L'Espagne peut-elle devenir la plate-forme européenne de commerce des fruits et légumes ?

Récemment, le Círculo de Empresarios a présenté sa « prise de position » sur le secteur agricole espagnol, soulignant que, grâce à la profonde transformation des dernières décennies, l'Espagne figure parmi les pays les plus compétitifs du monde.

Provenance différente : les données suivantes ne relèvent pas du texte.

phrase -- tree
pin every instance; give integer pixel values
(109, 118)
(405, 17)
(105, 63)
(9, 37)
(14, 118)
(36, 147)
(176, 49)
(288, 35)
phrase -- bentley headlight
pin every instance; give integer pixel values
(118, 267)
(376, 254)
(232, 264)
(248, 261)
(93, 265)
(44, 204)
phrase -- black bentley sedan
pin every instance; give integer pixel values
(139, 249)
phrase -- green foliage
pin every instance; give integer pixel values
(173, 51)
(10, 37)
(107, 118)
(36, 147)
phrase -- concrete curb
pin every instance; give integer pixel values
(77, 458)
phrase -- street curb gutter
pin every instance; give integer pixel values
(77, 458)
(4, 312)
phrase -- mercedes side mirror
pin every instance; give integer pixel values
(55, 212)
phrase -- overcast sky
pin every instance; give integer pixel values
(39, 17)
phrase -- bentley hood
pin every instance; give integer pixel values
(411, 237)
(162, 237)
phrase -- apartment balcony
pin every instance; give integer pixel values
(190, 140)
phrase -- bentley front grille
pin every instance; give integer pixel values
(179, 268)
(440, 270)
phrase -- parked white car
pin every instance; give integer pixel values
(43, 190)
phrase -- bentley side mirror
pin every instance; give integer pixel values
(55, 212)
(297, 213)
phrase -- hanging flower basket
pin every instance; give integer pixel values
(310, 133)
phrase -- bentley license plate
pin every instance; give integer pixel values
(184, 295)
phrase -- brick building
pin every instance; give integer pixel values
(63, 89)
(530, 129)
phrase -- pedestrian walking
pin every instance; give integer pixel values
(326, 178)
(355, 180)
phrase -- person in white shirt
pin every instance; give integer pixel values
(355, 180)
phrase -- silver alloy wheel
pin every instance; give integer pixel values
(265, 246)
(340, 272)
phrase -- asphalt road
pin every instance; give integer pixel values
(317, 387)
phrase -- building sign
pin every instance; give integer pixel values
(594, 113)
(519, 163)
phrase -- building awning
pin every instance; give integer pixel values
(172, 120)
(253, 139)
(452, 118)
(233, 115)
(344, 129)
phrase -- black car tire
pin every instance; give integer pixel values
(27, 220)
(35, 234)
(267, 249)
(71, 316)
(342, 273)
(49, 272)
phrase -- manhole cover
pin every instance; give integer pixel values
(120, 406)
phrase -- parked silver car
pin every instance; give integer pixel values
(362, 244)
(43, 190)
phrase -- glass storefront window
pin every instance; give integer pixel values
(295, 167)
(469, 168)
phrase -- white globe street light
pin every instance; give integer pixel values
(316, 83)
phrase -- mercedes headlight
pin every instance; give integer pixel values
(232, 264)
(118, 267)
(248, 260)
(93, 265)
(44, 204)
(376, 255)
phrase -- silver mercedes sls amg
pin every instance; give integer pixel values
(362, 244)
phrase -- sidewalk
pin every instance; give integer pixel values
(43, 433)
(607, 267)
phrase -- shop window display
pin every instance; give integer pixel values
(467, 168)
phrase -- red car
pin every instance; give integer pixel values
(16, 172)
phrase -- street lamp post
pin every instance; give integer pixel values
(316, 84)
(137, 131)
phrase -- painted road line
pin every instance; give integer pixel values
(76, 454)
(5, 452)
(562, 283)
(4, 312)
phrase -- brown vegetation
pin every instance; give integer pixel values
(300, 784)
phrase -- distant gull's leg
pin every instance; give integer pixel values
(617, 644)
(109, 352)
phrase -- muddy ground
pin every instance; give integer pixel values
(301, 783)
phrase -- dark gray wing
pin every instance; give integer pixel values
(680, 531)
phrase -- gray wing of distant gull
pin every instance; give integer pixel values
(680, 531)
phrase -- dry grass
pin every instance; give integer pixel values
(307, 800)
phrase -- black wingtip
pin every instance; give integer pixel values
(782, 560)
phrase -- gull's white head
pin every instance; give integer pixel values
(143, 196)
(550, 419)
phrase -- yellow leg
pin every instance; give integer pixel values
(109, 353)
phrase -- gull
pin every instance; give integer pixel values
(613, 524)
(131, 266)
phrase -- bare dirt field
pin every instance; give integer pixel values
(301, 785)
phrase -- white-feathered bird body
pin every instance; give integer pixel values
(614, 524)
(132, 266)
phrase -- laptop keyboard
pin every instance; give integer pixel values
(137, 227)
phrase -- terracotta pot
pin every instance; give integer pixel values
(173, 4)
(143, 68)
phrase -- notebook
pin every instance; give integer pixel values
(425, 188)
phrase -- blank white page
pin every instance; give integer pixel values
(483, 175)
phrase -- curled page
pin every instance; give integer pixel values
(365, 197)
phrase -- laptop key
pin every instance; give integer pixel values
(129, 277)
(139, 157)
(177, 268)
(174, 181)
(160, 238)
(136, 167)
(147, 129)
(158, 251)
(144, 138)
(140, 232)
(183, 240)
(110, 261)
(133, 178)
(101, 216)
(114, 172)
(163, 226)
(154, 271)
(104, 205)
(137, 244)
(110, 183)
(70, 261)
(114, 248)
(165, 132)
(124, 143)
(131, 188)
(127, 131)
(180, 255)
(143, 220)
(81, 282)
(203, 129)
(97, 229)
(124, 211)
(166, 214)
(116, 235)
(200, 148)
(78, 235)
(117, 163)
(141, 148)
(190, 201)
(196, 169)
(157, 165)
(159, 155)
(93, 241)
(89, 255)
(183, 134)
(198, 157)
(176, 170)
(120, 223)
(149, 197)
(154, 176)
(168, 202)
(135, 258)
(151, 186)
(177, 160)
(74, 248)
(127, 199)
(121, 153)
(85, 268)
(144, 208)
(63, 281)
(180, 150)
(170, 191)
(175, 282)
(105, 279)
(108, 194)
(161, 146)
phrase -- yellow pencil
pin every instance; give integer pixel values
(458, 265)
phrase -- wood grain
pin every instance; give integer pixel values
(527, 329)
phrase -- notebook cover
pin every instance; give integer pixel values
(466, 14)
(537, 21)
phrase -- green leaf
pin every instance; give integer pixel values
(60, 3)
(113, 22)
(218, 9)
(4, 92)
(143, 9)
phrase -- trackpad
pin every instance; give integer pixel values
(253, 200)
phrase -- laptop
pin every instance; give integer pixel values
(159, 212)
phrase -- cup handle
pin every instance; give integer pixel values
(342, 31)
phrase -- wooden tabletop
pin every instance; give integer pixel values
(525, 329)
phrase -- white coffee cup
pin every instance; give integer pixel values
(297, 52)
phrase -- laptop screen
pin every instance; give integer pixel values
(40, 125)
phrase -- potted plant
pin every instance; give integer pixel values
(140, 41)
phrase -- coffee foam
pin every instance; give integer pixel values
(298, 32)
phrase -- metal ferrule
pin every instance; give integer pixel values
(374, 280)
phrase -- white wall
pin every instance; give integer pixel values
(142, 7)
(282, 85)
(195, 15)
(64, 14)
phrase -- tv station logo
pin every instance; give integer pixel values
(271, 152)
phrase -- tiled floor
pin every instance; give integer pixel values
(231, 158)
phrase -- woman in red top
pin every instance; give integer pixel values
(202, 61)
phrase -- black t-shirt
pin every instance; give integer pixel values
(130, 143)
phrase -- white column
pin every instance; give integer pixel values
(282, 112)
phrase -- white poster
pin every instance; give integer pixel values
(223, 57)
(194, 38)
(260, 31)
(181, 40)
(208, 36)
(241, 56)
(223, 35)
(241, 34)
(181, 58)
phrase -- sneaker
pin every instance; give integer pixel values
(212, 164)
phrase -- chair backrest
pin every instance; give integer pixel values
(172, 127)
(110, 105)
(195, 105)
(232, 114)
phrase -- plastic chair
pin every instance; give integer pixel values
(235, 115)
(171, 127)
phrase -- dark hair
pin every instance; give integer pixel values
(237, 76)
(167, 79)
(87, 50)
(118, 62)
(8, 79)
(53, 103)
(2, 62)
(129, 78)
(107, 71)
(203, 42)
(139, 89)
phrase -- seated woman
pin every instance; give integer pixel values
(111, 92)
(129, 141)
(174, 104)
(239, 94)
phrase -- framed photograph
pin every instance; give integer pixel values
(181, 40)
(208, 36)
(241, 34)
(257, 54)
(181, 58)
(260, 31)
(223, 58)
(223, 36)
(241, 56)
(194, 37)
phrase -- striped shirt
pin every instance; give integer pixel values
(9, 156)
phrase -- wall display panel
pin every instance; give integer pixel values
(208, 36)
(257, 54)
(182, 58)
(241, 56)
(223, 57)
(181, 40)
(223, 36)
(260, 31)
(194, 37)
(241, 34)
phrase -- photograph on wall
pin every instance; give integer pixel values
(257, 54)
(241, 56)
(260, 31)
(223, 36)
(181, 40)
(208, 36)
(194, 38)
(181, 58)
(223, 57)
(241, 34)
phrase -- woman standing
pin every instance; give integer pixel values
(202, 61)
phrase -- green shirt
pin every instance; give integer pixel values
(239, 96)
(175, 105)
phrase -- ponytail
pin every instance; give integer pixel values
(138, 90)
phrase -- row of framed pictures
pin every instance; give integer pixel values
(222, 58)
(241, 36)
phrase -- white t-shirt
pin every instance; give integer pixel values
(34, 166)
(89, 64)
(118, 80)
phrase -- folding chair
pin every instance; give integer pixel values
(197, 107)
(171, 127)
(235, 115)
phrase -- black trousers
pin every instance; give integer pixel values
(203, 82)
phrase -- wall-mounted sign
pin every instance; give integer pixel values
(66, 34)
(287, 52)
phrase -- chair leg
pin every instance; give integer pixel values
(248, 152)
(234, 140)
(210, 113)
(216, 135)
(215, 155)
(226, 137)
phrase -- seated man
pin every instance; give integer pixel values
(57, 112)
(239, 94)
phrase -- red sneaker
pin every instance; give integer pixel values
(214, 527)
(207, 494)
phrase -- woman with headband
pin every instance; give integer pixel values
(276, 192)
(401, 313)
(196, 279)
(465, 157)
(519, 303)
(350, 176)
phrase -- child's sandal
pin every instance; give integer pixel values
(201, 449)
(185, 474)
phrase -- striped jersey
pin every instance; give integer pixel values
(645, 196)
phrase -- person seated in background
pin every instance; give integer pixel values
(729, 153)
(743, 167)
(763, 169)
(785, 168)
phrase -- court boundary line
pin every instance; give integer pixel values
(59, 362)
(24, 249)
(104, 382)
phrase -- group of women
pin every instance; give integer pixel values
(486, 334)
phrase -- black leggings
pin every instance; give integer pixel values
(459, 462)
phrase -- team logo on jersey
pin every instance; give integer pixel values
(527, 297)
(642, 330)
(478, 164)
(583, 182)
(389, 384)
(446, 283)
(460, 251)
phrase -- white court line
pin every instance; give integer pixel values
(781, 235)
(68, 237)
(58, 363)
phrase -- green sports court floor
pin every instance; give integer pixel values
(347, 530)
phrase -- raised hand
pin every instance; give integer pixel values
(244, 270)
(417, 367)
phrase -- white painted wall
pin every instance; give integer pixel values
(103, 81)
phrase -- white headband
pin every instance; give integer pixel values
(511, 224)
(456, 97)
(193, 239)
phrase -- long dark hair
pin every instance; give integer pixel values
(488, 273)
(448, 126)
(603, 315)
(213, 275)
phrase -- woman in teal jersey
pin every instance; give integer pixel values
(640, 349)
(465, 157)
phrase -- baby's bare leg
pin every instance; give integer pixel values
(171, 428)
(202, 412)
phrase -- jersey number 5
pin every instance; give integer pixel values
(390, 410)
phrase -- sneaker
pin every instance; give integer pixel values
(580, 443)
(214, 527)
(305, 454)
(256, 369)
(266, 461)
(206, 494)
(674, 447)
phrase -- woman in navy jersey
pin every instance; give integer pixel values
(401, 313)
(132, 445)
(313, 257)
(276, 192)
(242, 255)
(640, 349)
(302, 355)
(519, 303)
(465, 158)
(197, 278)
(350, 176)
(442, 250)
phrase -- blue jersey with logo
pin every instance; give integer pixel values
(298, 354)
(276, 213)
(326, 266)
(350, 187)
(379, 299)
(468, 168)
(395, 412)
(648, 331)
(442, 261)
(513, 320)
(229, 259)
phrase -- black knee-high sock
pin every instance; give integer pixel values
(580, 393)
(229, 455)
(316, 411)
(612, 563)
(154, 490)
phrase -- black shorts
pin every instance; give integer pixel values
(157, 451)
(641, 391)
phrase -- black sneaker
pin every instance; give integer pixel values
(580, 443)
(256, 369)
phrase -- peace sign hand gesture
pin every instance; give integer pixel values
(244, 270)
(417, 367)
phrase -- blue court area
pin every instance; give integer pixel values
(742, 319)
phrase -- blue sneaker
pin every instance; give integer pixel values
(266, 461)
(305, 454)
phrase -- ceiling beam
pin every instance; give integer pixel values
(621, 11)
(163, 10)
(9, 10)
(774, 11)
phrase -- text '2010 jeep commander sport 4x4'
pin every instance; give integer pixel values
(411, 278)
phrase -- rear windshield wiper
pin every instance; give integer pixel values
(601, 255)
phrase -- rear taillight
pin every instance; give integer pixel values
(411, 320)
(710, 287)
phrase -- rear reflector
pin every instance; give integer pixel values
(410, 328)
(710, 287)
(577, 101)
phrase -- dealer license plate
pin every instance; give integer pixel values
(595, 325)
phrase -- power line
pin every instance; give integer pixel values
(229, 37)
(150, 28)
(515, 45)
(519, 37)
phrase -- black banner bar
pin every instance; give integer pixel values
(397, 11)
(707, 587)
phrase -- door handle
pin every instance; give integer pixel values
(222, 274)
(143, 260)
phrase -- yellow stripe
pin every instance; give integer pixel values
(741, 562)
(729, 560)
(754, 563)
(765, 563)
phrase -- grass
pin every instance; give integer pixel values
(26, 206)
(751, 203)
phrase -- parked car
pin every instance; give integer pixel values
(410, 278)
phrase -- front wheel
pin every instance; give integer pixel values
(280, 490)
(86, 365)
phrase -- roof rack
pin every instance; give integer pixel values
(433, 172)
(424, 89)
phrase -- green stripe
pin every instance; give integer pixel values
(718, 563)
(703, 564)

Le Círculo de Empresarios est un groupe de réflexion fondé en 1977 qui regroupe plus de 200 hommes d'affaires et cadres supérieurs des principales entreprises opérant en Espagne, tant nationales que multinationales, et dont l'objectif principal est la reconnaissance de la valeur sociale de l'homme d'affaires en tant que créateur d'emplois, de richesses et de bien-être, ainsi que la promotion de l'esprit d'entreprise.

© Agroatlas

Nous avons interviewé Ricardo Menoyo, président de l'entreprise de production et de commercialisation Agroatlas Europa et coordinateur du laboratoire agricole du secteur des fruits et légumes du Círculo de Empresarios, qui explique les grands défis auxquels est confronté le secteur des fruits et légumes, propose des solutions et avance des propositions pour que le secteur agricole espagnol gagne des positions sur l'échiquier commercial.

« Outre les piliers fondamentaux que sont la santé, l'éducation, la sécurité et l'énergie, la souveraineté alimentaire est un pilier essentiel, et c'est la raison pour laquelle cette prise de position a lieu. De plus, l'agriculture espagnole génère de la richesse, puisque l'Espagne est le troisième exportateur mondial de fruits et légumes, après la Chine et les Pays-Bas », rappelle Ricardo Menoyo.

Quels sont les défis auxquels le secteur des fruits et légumes est confronté ?

« Le secteur des fruits et légumes est confronté à des défis majeurs tels que l'augmentation des coûts de production (énergie, intrants, main-d'œuvre, eau, etc.) et la concurrence croissante d'autres pays dont les coûts de main-d'œuvre sont moins élevés, comme la Turquie, l'Égypte, le Maroc... même l'Albanie commence à se positionner de plus en plus en Europe de l'Est. »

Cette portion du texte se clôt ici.